Going off-bugzilla.
RPM Fusion Bugzilla wrote:
http://bugzilla.rpmfusion.org/show_bug.cgi?id=195
--- Comment #10 from Michael Schwendt <mschwendt(a)gmail.com> 2009-01-18 12:49:21
---
The original rationale for recommending "install -p" and "cp -p"
when
installing files manually (inside the spec file e.g.) has been in preserving
timestamps for _prebuilt_ files in tarballs. Such as various forms of
documentation files.
It is considered helpful by many package users, because they can
judge about
the age of documentation files simply by checking timestamps. Particularly
helpful with but not limited to larger pdf/ps files and html trees. No need to
revisit such files after package updates, if the documentation is still
unchanged since 2001, for example, and other files are several months old, too.

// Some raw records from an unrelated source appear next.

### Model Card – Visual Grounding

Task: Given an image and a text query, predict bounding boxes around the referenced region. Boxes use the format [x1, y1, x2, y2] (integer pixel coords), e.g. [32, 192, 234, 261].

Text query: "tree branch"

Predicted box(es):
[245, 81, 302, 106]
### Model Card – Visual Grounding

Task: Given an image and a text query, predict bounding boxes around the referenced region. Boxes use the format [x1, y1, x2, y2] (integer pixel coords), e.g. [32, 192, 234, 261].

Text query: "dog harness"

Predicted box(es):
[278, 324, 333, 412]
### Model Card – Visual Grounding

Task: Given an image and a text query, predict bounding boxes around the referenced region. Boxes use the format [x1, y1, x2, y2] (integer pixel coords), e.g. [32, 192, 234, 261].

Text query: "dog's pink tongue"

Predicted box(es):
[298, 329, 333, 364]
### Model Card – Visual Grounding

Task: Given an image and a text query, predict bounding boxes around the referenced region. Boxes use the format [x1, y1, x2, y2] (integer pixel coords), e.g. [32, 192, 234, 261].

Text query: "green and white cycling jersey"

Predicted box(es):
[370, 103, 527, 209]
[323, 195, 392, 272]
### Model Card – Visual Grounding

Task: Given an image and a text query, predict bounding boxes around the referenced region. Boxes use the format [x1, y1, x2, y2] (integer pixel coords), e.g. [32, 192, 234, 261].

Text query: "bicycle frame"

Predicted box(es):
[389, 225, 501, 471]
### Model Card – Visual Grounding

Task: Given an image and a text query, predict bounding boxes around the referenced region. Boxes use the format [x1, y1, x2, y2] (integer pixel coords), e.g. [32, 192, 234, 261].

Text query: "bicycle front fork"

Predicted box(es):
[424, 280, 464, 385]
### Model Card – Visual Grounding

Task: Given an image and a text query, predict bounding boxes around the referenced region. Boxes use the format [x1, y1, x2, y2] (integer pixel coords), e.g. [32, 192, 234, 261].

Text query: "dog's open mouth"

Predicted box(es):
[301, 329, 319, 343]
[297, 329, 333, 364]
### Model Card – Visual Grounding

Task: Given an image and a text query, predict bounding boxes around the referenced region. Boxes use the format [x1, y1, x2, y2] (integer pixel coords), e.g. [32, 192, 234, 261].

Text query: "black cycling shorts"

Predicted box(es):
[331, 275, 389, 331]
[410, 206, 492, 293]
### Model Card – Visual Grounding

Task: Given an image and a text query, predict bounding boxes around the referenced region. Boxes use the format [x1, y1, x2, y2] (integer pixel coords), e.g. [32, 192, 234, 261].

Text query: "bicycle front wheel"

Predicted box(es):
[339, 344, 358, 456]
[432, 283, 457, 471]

User would "cd /usr/share/doc/..." and quickly notice that only a README file
has changed for this update.
Provided the fact many pdf/ps/man files are _generated_ (doxygen,
texinfo, pod2man), this rationale is of very limited use, as well as a
simple "INSTALL=install -p" would not help in many occasions.
A few corner-cases have been found where install -p helped,
Correct, there have been _very few_ such cases.
Off-head I don't recall any ;)
I think related to
.rpmnew creation of config files just because the mtime changed (and not just
the checksum).
.rpmnew's are being generated for %config files. Handling them correctly
is rpm's job. And yes, IIRC, rpm once had been broken wrt. them.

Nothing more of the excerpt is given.